Gibson: Spook Country

Spoiler Alert
Book Cover ImageLast weekend I read William Gibson’s new book, Spook Country. Like most of Gibson’s book he does a great job imagining the evolution of computing technologies. He is the master of close-future forecasting. In this case he looks at GPS (Global Positioning System) or, more specifically its use for what is called locative art or augmented reality. One of the parallel plots of the story has the main character Hollis follow an artist and look (through a special visor) at virtual works superimposed over real locations like F. Scott Fitzgerald’s death where it really happened. Gibson in Q&A with the Boston Globe calls it graffitti (compared to current locative art which is mostly audio-cellphone based.) Gibson has put his finger on something important – the way GPS and WiFi enable an outdoor virtual reality superimposed on where you are.

What I find dissappointing is the increasing predictable passivity of Gibson’s characters. In Spook Country he has three witness zombie characters who essentially move around the plot watching the real protagonists and reflecting on them. That Hollis would by sheer luck (and her having been part of a defunct band) get invited to witness and talk to the protagonists becomes unbelievable at the end. I can see no reason why either Bigend or the old man would involve her as they do based on Gibson’s prose. Likewise the character Milgrim is dragged along to witness the far more interesting character Brown. The strange passivity of such central characters spoils an otherwise very smart book. Gibson is trying too hard to avoid a third-person point-of-view so he creates unbelievable witnesses.
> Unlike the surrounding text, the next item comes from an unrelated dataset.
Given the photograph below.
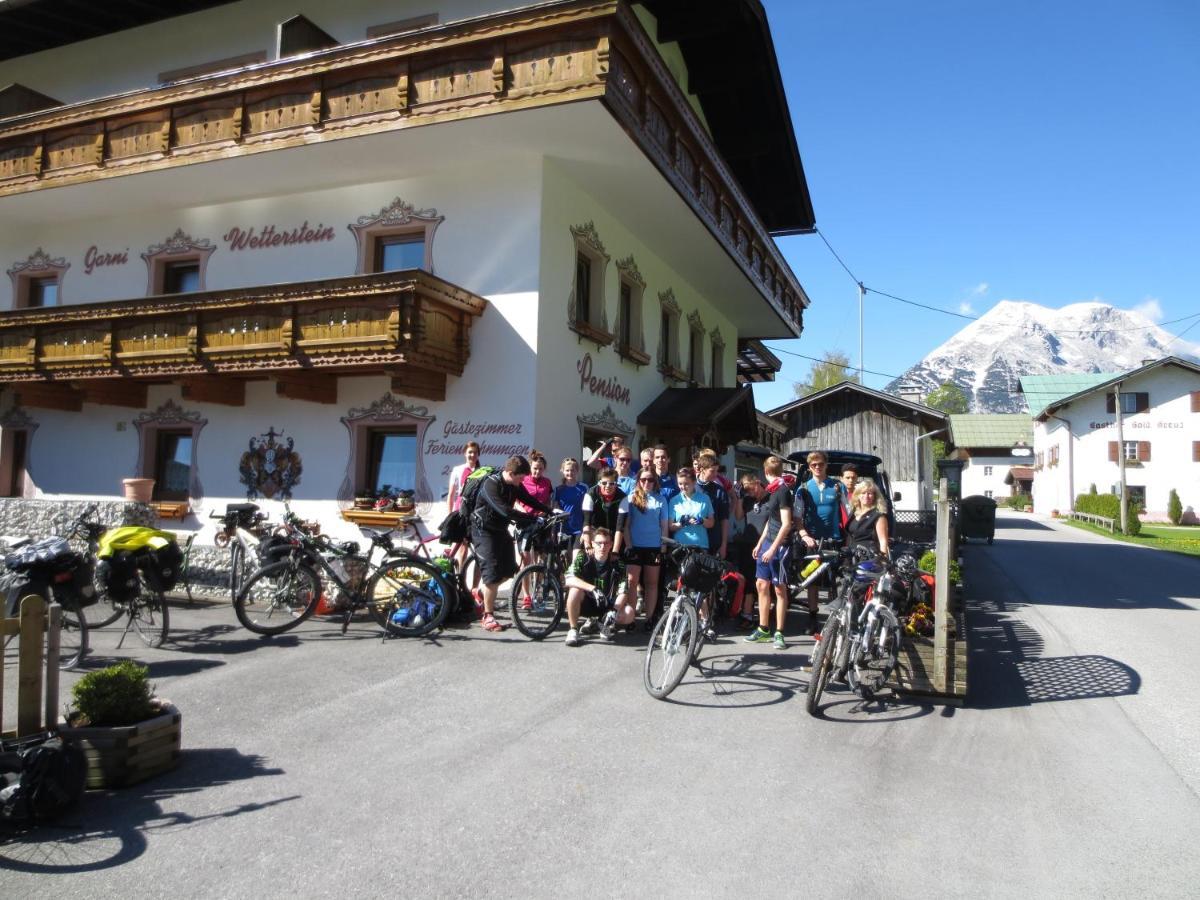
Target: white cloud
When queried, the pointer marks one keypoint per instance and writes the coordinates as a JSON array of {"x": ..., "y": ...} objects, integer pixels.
[{"x": 1151, "y": 309}]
One thing Gibson does well is science fiction of the here-and-now. Spook Country takes place after 9/11 and in the shady reality of contract intelligence. It reflects in the way that speculative fiction can on what we are worried we will become. Washington Post reviewer Bill Sheehan rightly compares Gibson to Don DeLillo, both of whom write “fiction that is powerfully attuned to the currents of dread, dismay and baffled fury that permeate our culture.”